Team Comment on the "First Screen Paint In Advance" Submission

The first user-visible part of a Web document is referred as "above the fold" (referred as "first screen" in the Submission), similar to the visible upper half of the front page of a folded newspaper. The Submission proposes a hint that the author can use to indicate if a Web browser could accelerate the rendering fo the document for the part which is "above the fold"

The optimization technique relies on, but is not limited to, adjusting the buffer size for the tokens generated by the HTML or XML parser tokenizers, as well as taking into account the height of the Web content and the screen. Since some Web applications makes heavy use of dynamic resources, the optimization technique could cause painting disorder or performance regression and could therefore be disabled by the author if needed.

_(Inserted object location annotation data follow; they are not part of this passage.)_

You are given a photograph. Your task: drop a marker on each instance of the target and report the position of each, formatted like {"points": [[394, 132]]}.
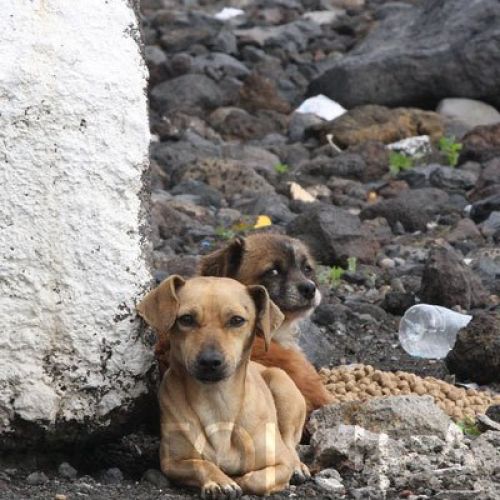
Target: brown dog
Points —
{"points": [[228, 425], [284, 266]]}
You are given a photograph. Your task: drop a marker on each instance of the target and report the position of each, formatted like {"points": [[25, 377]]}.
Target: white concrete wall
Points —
{"points": [[73, 147]]}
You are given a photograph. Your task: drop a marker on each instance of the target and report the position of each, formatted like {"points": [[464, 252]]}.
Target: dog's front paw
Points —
{"points": [[220, 491], [300, 474]]}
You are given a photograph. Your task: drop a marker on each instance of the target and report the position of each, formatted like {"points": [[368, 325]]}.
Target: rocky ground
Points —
{"points": [[390, 226]]}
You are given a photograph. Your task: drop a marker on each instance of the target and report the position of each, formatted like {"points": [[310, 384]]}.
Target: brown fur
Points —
{"points": [[246, 260], [231, 428]]}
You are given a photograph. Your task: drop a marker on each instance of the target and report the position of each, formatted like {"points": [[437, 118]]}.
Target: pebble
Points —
{"points": [[67, 471], [37, 478]]}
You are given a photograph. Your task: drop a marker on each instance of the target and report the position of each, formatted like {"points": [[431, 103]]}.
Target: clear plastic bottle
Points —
{"points": [[428, 331]]}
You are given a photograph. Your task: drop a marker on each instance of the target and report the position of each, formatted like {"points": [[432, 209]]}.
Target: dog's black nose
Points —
{"points": [[210, 359], [307, 289]]}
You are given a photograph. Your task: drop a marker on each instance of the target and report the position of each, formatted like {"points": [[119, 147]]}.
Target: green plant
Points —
{"points": [[281, 168], [469, 427], [399, 162], [352, 264], [450, 148]]}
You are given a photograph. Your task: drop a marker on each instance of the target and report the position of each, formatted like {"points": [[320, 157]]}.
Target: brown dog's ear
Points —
{"points": [[269, 316], [159, 307], [224, 262]]}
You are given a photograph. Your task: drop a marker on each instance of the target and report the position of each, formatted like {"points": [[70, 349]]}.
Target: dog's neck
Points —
{"points": [[220, 400]]}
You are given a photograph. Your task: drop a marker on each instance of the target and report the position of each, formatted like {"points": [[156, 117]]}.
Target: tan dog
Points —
{"points": [[228, 425], [285, 267]]}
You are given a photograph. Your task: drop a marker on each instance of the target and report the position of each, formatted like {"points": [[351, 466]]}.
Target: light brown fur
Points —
{"points": [[246, 261], [238, 433]]}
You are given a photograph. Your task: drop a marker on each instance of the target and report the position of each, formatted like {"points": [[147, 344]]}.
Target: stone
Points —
{"points": [[396, 66], [378, 123], [218, 65], [469, 112], [66, 471], [190, 93], [156, 478], [111, 476], [414, 208], [259, 92], [395, 416], [75, 249], [448, 282], [481, 144], [37, 478], [482, 209], [334, 235], [230, 177], [416, 147], [330, 481], [452, 179], [476, 353]]}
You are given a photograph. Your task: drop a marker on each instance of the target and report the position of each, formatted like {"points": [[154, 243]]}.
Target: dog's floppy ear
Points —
{"points": [[269, 316], [224, 262], [159, 307]]}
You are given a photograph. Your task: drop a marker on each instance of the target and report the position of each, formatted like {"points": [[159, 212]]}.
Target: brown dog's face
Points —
{"points": [[211, 322], [281, 264]]}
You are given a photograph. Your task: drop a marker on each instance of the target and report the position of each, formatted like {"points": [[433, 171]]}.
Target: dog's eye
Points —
{"points": [[307, 268], [236, 321], [275, 271], [186, 320]]}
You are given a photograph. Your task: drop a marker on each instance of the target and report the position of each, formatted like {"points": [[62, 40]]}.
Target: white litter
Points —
{"points": [[321, 106], [228, 13]]}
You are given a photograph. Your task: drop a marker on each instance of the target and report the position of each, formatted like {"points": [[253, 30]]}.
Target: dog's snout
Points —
{"points": [[307, 289], [210, 365], [210, 359]]}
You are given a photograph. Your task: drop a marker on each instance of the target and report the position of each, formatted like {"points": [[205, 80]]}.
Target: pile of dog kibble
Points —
{"points": [[362, 382]]}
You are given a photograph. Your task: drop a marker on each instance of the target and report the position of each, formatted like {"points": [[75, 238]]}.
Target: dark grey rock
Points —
{"points": [[448, 282], [413, 208], [188, 93], [476, 353], [334, 235], [66, 471], [451, 179], [421, 55], [156, 478], [111, 476], [37, 478]]}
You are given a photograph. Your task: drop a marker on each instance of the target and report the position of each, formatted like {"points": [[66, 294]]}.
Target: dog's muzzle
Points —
{"points": [[210, 366]]}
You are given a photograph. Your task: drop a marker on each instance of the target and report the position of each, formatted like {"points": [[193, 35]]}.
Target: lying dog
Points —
{"points": [[284, 266], [228, 425]]}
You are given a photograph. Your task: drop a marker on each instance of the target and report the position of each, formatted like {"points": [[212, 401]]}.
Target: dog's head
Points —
{"points": [[281, 264], [211, 322]]}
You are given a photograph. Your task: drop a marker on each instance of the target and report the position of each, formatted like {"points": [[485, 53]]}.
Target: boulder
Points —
{"points": [[448, 282], [468, 112], [412, 208], [418, 56], [334, 235], [476, 353], [379, 123]]}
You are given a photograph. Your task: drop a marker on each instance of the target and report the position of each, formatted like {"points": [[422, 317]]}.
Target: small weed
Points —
{"points": [[399, 162], [469, 427], [451, 149], [281, 168], [352, 264]]}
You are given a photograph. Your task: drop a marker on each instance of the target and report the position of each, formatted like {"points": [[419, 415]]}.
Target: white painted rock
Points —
{"points": [[74, 135], [469, 112]]}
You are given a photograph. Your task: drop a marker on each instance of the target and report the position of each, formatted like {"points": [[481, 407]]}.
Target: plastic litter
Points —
{"points": [[321, 106], [228, 13], [428, 331]]}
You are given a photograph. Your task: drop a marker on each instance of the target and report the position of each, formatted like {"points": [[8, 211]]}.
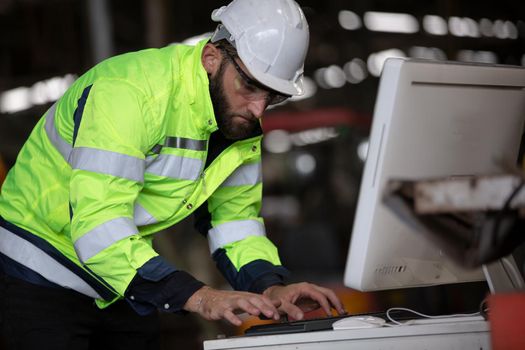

While the Submission has the advantage of giving an easy choice between two different rendering strategies without requiring changes in the developer code, it is important to note that it could be misused by the author if not understood and applied properly, especially given the wide range of screen sizes in devices nowadays. As such, introducing optimization hints in the Open Web Platform could backfire on the future performance of the Web.

There are alternative existing performance practices around progressive rendering in order to optimize the "above the fold" rendering with HTML and CSS to avoid blocking the rendering the page, such as inlining critical CSS and doing asynchronous loading for "below the fold" resources. Those practices do require however finer grain changes by the developer.

Future Work

This work is welcomed and is in scope as an input to the Web Performance Working Group. As such, it should be considered there. The Group is currently discussing alternative resource hint and priority approaches as well (Resource Priorities and Resource Hints).

Continuing discussion of this topic, including whether or not this particular optimization technique is ready for W3C standards-track work, is welcome via public-web-perf@w3.org [archive].

Disclaimer: Placing a Submission on a Working Group agenda does not imply endorsement by either the W3C Staff or the participants of the Working Group, nor does it guarantee that the Working Group will agree to take any specific action on a Submission.